A la fin d’un beau faux plat qui ralentissait les ardeurs, nous atteignîmes le premier kilomètre pour nous interroger sur le problème posé. Comment courir par un temps pareil ? J’avais en tête le championnat du semi-marathon de France Auray-Vannes couru en surnageant ou du championnat de France de Langueux tant il était chaud bouillant.

Partant avec en tête le vers fameux « Il flotte, il hésite, en un mot il est homme » j’hésitais sur la conduite à tenir.  Jusqu’à la mi – course où le vent de face nous attendait sur chaque ligne droite, la pensée était de finir en moins que de trop. Le peloton stabilisé après la mi-course il m’est arrivé ce  sentiment étrange et pénétrant de sentir que le corps allait mieux.  Après les premières gouttes c’était définitif, je devais accélérer, rattraper mon retard sur le chronomètre, tenter d’éviter l’orage et me rapprocher de la qualification à 50 minutes.
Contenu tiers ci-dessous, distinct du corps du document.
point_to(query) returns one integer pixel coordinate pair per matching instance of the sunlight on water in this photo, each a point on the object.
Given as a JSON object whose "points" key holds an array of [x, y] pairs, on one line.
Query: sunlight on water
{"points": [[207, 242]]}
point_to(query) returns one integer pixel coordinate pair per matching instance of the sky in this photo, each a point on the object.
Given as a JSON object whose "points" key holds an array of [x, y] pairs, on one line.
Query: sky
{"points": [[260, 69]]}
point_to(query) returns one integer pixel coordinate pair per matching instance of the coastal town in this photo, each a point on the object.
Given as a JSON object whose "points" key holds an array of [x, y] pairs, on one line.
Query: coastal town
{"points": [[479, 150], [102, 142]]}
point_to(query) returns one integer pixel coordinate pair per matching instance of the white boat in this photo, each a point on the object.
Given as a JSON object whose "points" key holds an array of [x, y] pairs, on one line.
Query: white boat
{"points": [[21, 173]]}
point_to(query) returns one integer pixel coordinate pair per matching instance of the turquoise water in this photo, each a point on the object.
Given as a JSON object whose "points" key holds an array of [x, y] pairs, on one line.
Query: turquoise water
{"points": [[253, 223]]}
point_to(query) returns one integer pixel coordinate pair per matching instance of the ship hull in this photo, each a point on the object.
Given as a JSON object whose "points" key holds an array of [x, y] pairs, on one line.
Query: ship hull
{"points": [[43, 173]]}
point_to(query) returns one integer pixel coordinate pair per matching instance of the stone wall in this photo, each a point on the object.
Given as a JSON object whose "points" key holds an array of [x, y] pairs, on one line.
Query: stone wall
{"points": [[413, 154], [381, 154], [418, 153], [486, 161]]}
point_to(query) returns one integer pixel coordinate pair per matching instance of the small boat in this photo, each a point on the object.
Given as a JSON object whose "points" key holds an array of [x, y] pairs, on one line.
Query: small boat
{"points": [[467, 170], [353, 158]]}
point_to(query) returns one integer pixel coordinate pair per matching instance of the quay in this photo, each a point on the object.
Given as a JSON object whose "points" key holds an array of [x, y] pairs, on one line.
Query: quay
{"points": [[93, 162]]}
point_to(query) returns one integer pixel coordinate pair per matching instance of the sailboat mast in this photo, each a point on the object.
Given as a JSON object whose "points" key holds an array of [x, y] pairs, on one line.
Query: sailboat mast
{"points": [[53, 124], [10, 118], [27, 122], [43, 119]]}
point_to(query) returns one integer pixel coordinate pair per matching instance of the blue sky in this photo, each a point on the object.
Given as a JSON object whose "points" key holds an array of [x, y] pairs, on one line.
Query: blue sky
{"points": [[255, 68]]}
Comme je me disais ces mots, du bout de l’horizon accourt avec furie le plus terrible des enfants que l’Ouest eut porté jusque là dans ses flancs, un tourbillon terrible et les premières gouttes sévères. Décision est prise, il faut accélérer. Lâcher la jeune femme avec laquelle je cours côte à flanc depuis trois kilomètres, attaquer celui qui m’a doublé et dépasser la jeune athlète rouge que je vois peiner devant moi depuis le début.

Comme à Amsterdam, l’an passé et dans un autre cadre, nous avions la promesse d’arriver sur le stade et de loin le présentateur annonçait déjà les premiers, en 31 minutes ce qui n’est pas si mal en ces circonstances. L’organisateur avait bien fait les choses puisque toutes les catégories de cadet à M5 se voyaient remettre une coupe ou une récompense en vêtements de sport en sus d’une médaille lourde et trébuchante.

La semaine prochaine suite des courses qualificatives avec la Corrida de Langueux qui rassemble les champions de Bretagne, quelques coureurs venus de Paris, d’Afrique et de la côte atlantique  et normande.

Il fera moins chaud, il fera aussi beau, les couleurs de nos yeux seront dans les étoiles à la tombée de la nuit et les féminines, sur le podium, achèveront en moins de 35 minutes leur tour de ville. Ici une Érythréenne, licenciée au club local, montrait déjà l’exemple. Finalement un 18 juin où je ne savais plus comment je m’appelle c’est toujours un temps de bonheur.